Voilà : en l’an 2000, j’aurai 30 ans. Pile poil. Et quand j’aurai 30 ans, je serai vieux.

Ne rigolez pas, c’est hyper grave. C’est un peu comme quand un Jedi passe du mauvais côté de la Force, vous voyez le genre. Parce qu’être vieux, je sens que ça ne va pas me plaire ; et rien qu’à l’idée qu’en fin de compte je pourrais tout de même m’y faire, je me fais honte.

Déjà nombre de mes amis ont passé leur an 2000 avant moi. Entre les mariages et les mouflets, je ne compte plus les copains devenus pères, responsables et sérieux, les copines devenues mamans, protectrices et jalouses ; bref mes amis passent l’an 2000 en cédant au pire : la normalité. Les couples établis ne fréquentent plus que d’autres couples établis (une tendance avérée et pourtant inexplicable), les derniers célibataires rejoignent les fumeurs exilés sur le balcon, et quant à moi, on commence à me reprocher mon mauvais esprit - Tonton Arno a une influence négative sur le bambin (« Arno, qu’est-ce que tu es allé lui raconter cette histoire de curé qui se transforme en loup pour manger les enfants ? »). Les couples entre eux communient dans leur passion soudaine pour les voitures familiales, les breaks et les monospaces, mes copines sont devenues incollables sur les avantages et les inconvénients du diesel (des concepts incompréhensibles où il convient de prononcer d’un ton préoccupé « oui, mais en ville, c’est pas certain », et de conclure avec plus d’enthousiasme par « à la revente »). On s’embourgeoise : avant on se roulait des cigarettes aux herbes exotiques qu’on se partageait (« ouah, l’aut’, fait passer ! »), désormais on a chacun son cigare acheté tout fait qu’une ouvrière cubaine a roulé pour nous sur ses cuisses bronzées (remarquez, l’idée de se repasser un cigare tout mâchouillé est assez gerbante). En plus, le cigare, ça me rend malade.
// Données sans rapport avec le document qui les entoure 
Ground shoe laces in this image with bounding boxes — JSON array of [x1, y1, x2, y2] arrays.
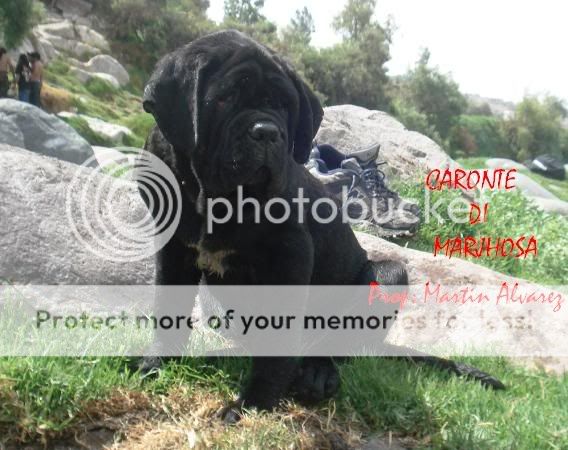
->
[[361, 161, 398, 198]]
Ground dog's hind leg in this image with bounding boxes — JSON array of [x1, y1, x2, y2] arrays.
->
[[360, 261, 505, 390]]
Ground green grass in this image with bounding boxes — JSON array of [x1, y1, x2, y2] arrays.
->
[[46, 58, 155, 148], [0, 358, 568, 450], [457, 157, 568, 201]]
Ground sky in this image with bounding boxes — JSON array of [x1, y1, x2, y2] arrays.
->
[[208, 0, 568, 102]]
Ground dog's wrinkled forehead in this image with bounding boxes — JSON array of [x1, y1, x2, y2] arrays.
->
[[143, 31, 323, 163]]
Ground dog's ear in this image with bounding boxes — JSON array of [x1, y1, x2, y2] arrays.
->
[[280, 60, 323, 164], [142, 51, 205, 149]]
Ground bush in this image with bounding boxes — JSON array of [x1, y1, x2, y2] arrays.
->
[[396, 183, 568, 285], [452, 115, 515, 158]]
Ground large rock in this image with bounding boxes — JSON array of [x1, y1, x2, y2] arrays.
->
[[316, 105, 457, 179], [59, 112, 132, 144], [82, 55, 130, 86], [10, 14, 110, 62], [0, 99, 94, 164], [0, 145, 568, 370], [0, 144, 154, 284], [69, 67, 120, 89]]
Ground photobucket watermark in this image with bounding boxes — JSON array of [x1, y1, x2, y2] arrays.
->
[[206, 186, 402, 234]]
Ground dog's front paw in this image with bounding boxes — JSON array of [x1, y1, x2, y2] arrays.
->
[[136, 356, 164, 377], [291, 358, 340, 403]]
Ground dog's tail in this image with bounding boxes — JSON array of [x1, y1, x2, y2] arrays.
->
[[383, 344, 505, 390]]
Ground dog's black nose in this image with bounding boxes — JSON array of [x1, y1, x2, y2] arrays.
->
[[249, 122, 280, 142]]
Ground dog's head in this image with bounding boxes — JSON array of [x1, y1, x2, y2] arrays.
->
[[144, 31, 323, 195]]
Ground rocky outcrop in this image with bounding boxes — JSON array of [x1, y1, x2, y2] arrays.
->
[[0, 144, 154, 284], [78, 55, 130, 86], [69, 67, 120, 89], [59, 112, 132, 145], [10, 15, 110, 62], [0, 99, 94, 164], [316, 105, 456, 178], [0, 145, 568, 370]]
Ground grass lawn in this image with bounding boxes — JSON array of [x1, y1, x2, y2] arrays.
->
[[0, 83, 568, 450], [0, 172, 568, 450], [0, 358, 568, 450], [46, 58, 155, 148]]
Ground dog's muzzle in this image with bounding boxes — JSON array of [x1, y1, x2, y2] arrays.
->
[[248, 121, 280, 144]]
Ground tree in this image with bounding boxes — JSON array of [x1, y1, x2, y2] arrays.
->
[[0, 0, 42, 48], [394, 49, 467, 140], [225, 0, 266, 25], [290, 6, 316, 45], [502, 96, 568, 160], [333, 0, 377, 40], [302, 0, 391, 109]]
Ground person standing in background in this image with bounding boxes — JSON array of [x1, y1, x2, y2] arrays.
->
[[16, 53, 32, 103], [30, 52, 43, 108], [0, 47, 16, 98]]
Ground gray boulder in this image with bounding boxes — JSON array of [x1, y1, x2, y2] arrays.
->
[[0, 144, 154, 284], [80, 55, 130, 86], [0, 145, 568, 370], [70, 67, 120, 89], [316, 105, 457, 179], [0, 99, 94, 164]]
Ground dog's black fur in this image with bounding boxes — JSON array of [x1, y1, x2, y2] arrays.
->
[[143, 31, 504, 420]]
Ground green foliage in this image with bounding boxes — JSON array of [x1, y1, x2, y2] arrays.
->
[[85, 77, 119, 100], [0, 0, 45, 49], [122, 113, 156, 141], [298, 0, 391, 109], [502, 97, 568, 160], [225, 0, 266, 25], [63, 117, 115, 147], [465, 102, 493, 116], [393, 50, 467, 140], [333, 0, 377, 41], [451, 115, 515, 158], [102, 0, 214, 72], [390, 183, 568, 285]]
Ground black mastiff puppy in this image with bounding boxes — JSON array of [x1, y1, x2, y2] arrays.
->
[[143, 31, 504, 420]]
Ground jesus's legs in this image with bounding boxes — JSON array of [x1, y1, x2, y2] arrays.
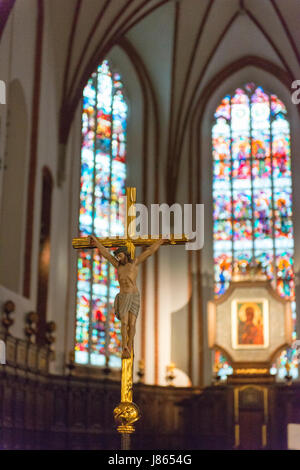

Mais il y a pire : j’ai remarqué récemment que je n’avais plus aucun goût pour les minettes de 18 ans. Trop jeunes, physiquement leurs traits juvéniles me rebutent, en plus elles me vouvoient et me donnent du « monsieur » (ça calme). Le coup de vieux, je vous jure !

Je m’apprête donc à subir le cataclysme du passage du siècle : déjà quand je me fringue branché, je ressemble de plus en plus à un vieux con qui se déguise en jeune ; quand j’essaie de causer comme les gamins, c’est aussi désuet qu’un film muet. Tenez, je commence à utiliser l’expression « de mon temps »...

Mais l’année prochaine, ce sera encore pire. Je serai officiellement vieux, trente ans bien tapés, je penserai à ma retraite, je voudrai acheter un appartement, avec les femmes j’aurai une arrière-pensée de me caser, j’aurai un téléphone portable et ma seule révolte concernera mes impôts. Je trouverai mon bonheur dans le plus abject des conformismes.

Pour l’an 2000, y’en a qui font des provisions de boîtes de conserves. Je crois que je vais m’acheter des Damart et une collection de Notre temps.